Von Freizügigkeit und Prüderie
Welche Rolle spielen Liebe und Lust in anderen Kulturen? Um dieser Frage auf den Grund zu gehen, reiste Charlotte Roche in fremde Länder. Der erste Teil der Reportagereihe
„Love Rituals“(Vortag, 21.35 Uhr, ARTE) handelte von Japan. Den Einwohnern wird nachgesagt, dass sie immer weniger Interesse an Sex haben. Davon konnte sich Roche im Gespräch mit jungen Japanern selbst überzeugen. Öffentliche Liebes- oder Zuneigungsbekundungen sind nicht üblich, auch allzu direkte Fragen über das Liebesoder gar Sexualleben wirkten wenig erwünscht. Dem gegenüber stand allerdings ein sehr freizügiges Festival, das Kanamara-Matsuri, zu deutsch „Penisfest“. Riesige Phallussymbole, die durch die Gegend getragen wurden, Lutscher, die männliche beziehungsweise weibliche Geschlechtsteile darstellten, und offen besprochene Sexualität brachten nach eigener Angabe sogar die offenherzige Roche zum Erröten und ließen sich für den Zuschauer kaum mit dem gewohnten, eher prüden Bild der Japaner vereinen. Gemeinsam mit dem Publizisten Kyoichi Tsuzuki lernten die Autorin und mit ihr das Publikum zudem weitere japanische Vorstellungen von Sexualität kennen.
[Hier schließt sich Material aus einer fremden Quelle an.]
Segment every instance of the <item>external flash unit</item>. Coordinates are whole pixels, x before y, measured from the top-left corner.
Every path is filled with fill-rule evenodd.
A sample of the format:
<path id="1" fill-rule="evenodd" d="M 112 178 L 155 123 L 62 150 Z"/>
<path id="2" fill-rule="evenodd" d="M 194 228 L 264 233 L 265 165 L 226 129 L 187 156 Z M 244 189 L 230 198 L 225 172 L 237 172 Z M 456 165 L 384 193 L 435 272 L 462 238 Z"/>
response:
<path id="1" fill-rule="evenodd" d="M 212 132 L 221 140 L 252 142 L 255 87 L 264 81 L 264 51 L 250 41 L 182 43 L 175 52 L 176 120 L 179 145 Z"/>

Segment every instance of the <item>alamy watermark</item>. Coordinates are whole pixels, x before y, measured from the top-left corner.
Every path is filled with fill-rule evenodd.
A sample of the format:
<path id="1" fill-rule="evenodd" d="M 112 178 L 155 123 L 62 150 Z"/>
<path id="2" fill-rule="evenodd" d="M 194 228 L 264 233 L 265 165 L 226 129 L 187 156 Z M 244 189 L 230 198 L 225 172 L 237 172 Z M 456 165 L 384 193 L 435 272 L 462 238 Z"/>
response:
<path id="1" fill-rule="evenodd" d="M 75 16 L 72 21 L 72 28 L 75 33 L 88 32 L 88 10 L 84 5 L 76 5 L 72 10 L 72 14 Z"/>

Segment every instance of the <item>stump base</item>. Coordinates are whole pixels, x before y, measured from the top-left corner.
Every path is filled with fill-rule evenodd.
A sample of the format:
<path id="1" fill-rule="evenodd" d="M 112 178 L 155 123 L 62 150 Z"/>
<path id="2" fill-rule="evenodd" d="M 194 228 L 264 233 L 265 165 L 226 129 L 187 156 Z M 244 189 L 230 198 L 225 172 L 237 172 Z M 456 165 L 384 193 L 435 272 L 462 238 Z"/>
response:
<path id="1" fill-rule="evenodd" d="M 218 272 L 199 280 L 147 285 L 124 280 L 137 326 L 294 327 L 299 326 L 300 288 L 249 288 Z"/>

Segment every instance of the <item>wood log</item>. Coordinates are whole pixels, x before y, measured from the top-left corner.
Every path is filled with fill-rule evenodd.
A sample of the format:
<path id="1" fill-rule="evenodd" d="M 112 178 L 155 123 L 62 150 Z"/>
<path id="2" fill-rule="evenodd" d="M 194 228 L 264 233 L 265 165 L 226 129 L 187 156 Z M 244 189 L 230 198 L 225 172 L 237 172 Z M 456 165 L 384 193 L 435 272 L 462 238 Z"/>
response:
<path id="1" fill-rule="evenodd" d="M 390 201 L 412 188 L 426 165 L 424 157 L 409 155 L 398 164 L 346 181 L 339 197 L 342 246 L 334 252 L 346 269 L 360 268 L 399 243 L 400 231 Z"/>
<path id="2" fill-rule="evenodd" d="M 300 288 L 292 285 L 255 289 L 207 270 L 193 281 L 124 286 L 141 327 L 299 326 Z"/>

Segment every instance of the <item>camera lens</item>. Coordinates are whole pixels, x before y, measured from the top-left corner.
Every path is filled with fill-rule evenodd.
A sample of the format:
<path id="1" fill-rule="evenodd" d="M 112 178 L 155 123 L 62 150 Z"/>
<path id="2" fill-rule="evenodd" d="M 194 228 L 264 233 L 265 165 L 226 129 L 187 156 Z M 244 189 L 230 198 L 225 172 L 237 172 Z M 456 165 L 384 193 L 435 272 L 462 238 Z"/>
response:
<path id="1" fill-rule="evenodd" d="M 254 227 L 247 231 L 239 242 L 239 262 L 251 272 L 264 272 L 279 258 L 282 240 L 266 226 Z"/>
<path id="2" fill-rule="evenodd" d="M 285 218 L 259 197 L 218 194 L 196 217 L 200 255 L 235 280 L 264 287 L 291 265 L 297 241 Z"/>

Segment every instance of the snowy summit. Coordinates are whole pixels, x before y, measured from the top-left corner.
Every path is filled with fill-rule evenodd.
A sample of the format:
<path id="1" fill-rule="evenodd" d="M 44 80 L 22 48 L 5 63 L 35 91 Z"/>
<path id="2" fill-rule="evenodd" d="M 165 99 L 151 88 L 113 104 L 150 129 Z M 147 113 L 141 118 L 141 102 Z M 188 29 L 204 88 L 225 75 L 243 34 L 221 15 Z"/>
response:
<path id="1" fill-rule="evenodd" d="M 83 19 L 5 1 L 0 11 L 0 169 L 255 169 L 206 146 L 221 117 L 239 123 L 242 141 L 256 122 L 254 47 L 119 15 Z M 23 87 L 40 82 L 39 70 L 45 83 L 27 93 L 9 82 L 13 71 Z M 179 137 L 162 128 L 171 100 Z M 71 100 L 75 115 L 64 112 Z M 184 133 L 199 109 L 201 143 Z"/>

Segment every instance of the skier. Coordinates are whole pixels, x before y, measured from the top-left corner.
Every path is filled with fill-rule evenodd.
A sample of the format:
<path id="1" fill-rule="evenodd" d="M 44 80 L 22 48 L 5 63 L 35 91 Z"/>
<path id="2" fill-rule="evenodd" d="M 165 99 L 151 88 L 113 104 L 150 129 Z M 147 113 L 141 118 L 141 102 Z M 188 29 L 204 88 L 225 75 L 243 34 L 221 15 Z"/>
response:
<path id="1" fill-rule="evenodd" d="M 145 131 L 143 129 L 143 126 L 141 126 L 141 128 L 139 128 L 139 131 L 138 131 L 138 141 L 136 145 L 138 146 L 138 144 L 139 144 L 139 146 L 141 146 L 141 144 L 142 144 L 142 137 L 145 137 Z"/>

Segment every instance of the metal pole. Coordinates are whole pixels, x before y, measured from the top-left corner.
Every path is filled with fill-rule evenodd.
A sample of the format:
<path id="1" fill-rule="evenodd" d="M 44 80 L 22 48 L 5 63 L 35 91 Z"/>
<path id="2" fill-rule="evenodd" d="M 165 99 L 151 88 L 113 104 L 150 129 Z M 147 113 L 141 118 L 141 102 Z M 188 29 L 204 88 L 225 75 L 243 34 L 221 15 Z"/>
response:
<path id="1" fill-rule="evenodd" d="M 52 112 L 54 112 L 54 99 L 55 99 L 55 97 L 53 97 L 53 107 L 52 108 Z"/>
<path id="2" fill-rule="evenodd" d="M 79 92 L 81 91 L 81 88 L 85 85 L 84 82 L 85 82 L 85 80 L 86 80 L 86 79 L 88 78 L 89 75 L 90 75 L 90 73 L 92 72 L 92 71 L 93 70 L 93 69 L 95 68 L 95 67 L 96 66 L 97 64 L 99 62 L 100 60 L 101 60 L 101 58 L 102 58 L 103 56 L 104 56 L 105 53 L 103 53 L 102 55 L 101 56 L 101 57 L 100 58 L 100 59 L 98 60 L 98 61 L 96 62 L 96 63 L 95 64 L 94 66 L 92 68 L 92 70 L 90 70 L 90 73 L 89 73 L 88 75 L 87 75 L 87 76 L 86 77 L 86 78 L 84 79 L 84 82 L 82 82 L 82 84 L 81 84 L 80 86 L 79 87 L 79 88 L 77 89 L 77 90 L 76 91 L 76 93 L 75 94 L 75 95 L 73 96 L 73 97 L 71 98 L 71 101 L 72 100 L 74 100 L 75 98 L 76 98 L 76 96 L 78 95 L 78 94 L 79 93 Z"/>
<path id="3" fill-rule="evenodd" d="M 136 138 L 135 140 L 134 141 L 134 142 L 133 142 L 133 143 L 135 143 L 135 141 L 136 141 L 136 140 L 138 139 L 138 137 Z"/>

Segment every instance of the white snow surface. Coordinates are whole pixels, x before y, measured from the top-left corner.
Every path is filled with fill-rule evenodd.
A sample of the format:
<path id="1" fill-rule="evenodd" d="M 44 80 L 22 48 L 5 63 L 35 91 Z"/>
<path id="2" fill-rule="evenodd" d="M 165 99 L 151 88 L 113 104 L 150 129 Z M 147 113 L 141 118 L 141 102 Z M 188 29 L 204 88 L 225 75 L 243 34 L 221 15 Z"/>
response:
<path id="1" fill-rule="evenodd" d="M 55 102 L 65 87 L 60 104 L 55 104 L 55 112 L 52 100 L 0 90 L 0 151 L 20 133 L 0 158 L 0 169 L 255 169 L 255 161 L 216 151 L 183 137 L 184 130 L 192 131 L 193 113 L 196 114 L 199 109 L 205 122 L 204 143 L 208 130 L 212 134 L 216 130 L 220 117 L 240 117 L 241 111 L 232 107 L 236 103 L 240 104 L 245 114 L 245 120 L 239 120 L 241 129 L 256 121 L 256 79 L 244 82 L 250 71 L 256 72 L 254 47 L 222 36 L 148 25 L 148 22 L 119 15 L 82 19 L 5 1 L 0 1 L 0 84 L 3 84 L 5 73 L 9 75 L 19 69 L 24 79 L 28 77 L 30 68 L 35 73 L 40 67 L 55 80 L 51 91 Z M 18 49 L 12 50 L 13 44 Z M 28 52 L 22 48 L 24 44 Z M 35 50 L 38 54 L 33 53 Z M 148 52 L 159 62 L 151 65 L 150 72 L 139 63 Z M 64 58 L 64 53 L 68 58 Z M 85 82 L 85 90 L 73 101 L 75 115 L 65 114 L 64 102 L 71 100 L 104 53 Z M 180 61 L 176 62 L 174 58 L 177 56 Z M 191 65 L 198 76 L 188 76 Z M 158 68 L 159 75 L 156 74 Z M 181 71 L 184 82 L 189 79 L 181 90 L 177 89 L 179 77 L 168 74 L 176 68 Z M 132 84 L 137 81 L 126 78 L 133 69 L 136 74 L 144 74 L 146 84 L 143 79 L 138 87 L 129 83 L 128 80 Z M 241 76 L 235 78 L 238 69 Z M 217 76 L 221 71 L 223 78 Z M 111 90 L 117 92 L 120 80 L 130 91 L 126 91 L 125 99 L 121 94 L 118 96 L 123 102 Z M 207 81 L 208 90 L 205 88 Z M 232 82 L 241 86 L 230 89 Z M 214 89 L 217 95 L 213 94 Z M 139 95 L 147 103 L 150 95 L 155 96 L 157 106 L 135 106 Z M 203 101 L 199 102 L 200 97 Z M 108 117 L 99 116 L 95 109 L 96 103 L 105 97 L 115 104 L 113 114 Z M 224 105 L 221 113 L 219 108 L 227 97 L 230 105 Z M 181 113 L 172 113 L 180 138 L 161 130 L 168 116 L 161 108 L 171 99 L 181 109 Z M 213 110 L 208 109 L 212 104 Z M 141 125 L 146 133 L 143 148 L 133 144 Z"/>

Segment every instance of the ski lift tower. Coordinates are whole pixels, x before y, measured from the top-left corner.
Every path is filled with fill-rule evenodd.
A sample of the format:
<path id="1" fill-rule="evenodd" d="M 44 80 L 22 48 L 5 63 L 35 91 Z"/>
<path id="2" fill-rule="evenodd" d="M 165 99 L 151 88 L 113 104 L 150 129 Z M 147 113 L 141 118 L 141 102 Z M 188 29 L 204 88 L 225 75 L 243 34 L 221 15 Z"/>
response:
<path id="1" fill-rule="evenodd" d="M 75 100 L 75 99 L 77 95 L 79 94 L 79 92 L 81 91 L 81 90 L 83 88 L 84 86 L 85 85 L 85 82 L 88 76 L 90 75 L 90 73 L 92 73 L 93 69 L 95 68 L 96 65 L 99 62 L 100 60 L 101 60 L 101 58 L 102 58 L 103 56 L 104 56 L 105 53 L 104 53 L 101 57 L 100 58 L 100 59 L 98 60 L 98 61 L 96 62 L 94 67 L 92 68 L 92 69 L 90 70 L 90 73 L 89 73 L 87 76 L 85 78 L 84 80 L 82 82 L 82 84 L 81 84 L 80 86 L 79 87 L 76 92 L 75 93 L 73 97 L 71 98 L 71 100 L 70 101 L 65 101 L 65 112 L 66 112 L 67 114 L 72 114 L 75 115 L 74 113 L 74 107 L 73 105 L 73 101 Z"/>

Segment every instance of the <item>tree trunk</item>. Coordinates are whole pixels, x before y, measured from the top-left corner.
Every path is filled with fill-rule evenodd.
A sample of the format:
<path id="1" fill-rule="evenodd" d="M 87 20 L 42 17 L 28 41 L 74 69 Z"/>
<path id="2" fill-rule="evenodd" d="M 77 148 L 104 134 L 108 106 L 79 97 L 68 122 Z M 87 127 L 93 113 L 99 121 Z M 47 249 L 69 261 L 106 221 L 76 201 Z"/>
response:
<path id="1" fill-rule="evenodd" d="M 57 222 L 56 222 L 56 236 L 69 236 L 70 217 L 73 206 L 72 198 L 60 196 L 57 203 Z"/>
Während einige Aspekte, wie die Tradition der Geishas, lediglich informativ waren, wirkten andere, wie die Zurschaustellung von Puppen in ungewohnten sexuellen Posen, befremdlich. Ein ungewohntes Nebeneinander von modernen Vorstellungen und gelebter Tradition begegnete dem Zuschauer auch im zweiten Teil in Israel. Dort glauben ultraorthodoxe Juden an den „Bashert“, einen von Gott vorherbestimmten Partner, während andere nach freieren Ansichten leben.